Mike Konczal for Democracy Journal: The Voluntarism Fantasy

The American rejection of socialism was so complete that it left those on the left weakened in the face of the essential conservative impulse: that government is best which governs least.  There are many manifestations: `libertarian' law professor Richard Epstein's "Simple Rules for a Complex World" rejects the fundamental premise of the New Deal: that social insurance and government regulation are necessary to humanize and limit the triumph of those who have property.  The basic contrast is between those who believe that social security rather than property-based individual liberty is the key to a decent society. This is celebrated by people like Tea Party Senator Mike Lee (R-Utah) who opposes the New Deal and lauds "voluntary civil society".  Mike Konczal discusses the issues. - gwc
Mike Konczal for Democracy Journal: The Voluntarism Fantasy:
Ideology is as much about understanding the past as shaping the future. And conservatives tell themselves a story, a fairy tale really, about the past, about the way the world was and can be again under Republican policies. This story is about the way people were able to insure themselves against the risks inherent in modern life. Back before the Great Society, before the New Deal, and even before the Progressive Era, things were better. Before government took on the role of providing social insurance, individuals and private charity did everything needed to insure people against the hardships of life; given the chance, they could do it again.
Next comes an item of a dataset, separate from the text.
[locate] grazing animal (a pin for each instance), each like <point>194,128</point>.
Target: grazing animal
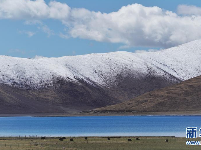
<point>137,138</point>
<point>62,138</point>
This vision has always been implicit in the conservative ascendancy. It existed in the 1980s, when President Reagan announced, “The size of the federal budget is not an appropriate barometer of social conscience or charitable concern,” and called for voluntarism to fill in the yawning gaps in the social safety net. It was made explicit in the 1990s, notably through Marvin Olasky’s The Tragedy of American Compassion, a treatise hailed by the likes of Newt Gingrich and William Bennett, which argued that a purely private nineteenth-century system of charitable and voluntary organizations did a better job providing for the common good than the twentieth-century welfare state. This idea is also the basis of Paul Ryan’s budget, which seeks to devolve and shrink the federal government at a rapid pace, lest the safety net turn “into a hammock that lulls able-bodied people into lives of dependency and complacency, that drains them of their will and their incentive to make the most of their lives.” It’s what Utah Senator Mike Lee references when he says that the “alternative to big government is not small government” but instead “a voluntary civil society.” As conservatives face the possibility of a permanent Democratic majority fueled by changing demographics, they understand that time is running out on their cherished project to dismantle the federal welfare state.